How To Plan Your Masonry Construction for Cold Climate?

How To Plan Your Masonry Construction for Cold Climate?

How Should Masonry Construction Be Planned for in Cold Climates?

Masonry construction: It means building structures from individual units, which are often laid in and bound together by mortar. Masonry is a construction term that refers to the use of brick, concrete blocks, structural clay tile, and stone. Mortar holds these materials together.

Masonry construction is defined as an art of construction in which building units, such as clay, bricks, and sand-lime brick.

As cold weather arises, builders must take precautions when doing masonry construction. By changing, equipment, procedures, and supplies, mason contractors can avoid the seasonal delays associated with cold weather. This permits better utilization of resources, particularly manpower.

The goal of the cold weather construction plan is to eliminate or minimize the undesirable effect of cold temperatures on materials and people in a cost-effective manner. The mason contractors must evaluate the techniques for construction in cold weather.

Plan for Cold Weather Masonry Construction

Depending upon the situation and climate condition the following can be considered strategies:

  • optimize masonry material selection for cold weather performance
  • protect materials
  • heat materials
  • protect work areas
  • heat work-area and in-place work

(a) Optimize the selection of masonry materials for cold weather performance:

Masonry units are typically selected on the basis of aesthetic or structural properties rather than consideration of performance in cold weather. However, knowledge of how mortar and unit properties interact in cold weather enables the mason contractor to modify the construction procedures to accommodate the specified materials.

(b) Protect and heat materials: 

All masonry materials should be protected from rain, snow, and ice. Masonry units and packaged mortar materials should be securely wrapped in canvas or polyethylene tarpaulins and stored above the reach of ground moisture. Masonry materials may need to be heated prior to assure cement hydration mortar. At a temperature of fewer than 40 degrees, F. Water in barrels or tubs can be heated. It is the most easily heated material and can store significantly more heat (per unit mass) than the other materials used in mortar.

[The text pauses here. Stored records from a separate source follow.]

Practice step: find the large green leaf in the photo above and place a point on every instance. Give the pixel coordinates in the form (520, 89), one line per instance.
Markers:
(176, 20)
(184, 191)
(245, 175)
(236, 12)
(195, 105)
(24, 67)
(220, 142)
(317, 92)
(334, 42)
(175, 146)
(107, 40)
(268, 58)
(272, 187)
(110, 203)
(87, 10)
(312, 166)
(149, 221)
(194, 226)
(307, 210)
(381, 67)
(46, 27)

Sand is typically delivered to the work site in a damp, loose state. Even though sand piles are covered, it may be necessary to heat sand to thaw frozen when temperatures fall below freezing.

Generally, sand is heated to about 50 degrees, F, although higher temperatures are permissible as long as the sand is not scorched. Sand piles can be heated using steam heating systems, heated pipes with sand on top of them, or electric heating pads.

Masonry materials should not have any visible ice on the bedding surfaces when used now should the temperature of masonry units be less than 20 degrees F. to avoid rapid temperature drops in mortar or grout. The units should be kept dried although very high-absorption fired-clay brick may need to be wetted but not saturated prior to use.

(c) Protecting work areas and construction sites:

Windbreaks, heated wall coverings, and plain and heated enclosures are used to maintain adequate mortar temperature and to improve the comforts and efficiency of masons and laborers.

The level of protection required depends upon the severity of the weather encountered. Under the general requirements for construction, the code requires that at the end of the workday, all completed or partially completed masonry must be covered to prevent moisture intrusion at the end of the day.

While enclosures and heat are not required at all temperatures, heated enclosures can be used to meet the required material temperature targets, provide for better quality masonry, improved conditions for craftworkers, and working conditions uninterrupted by weather.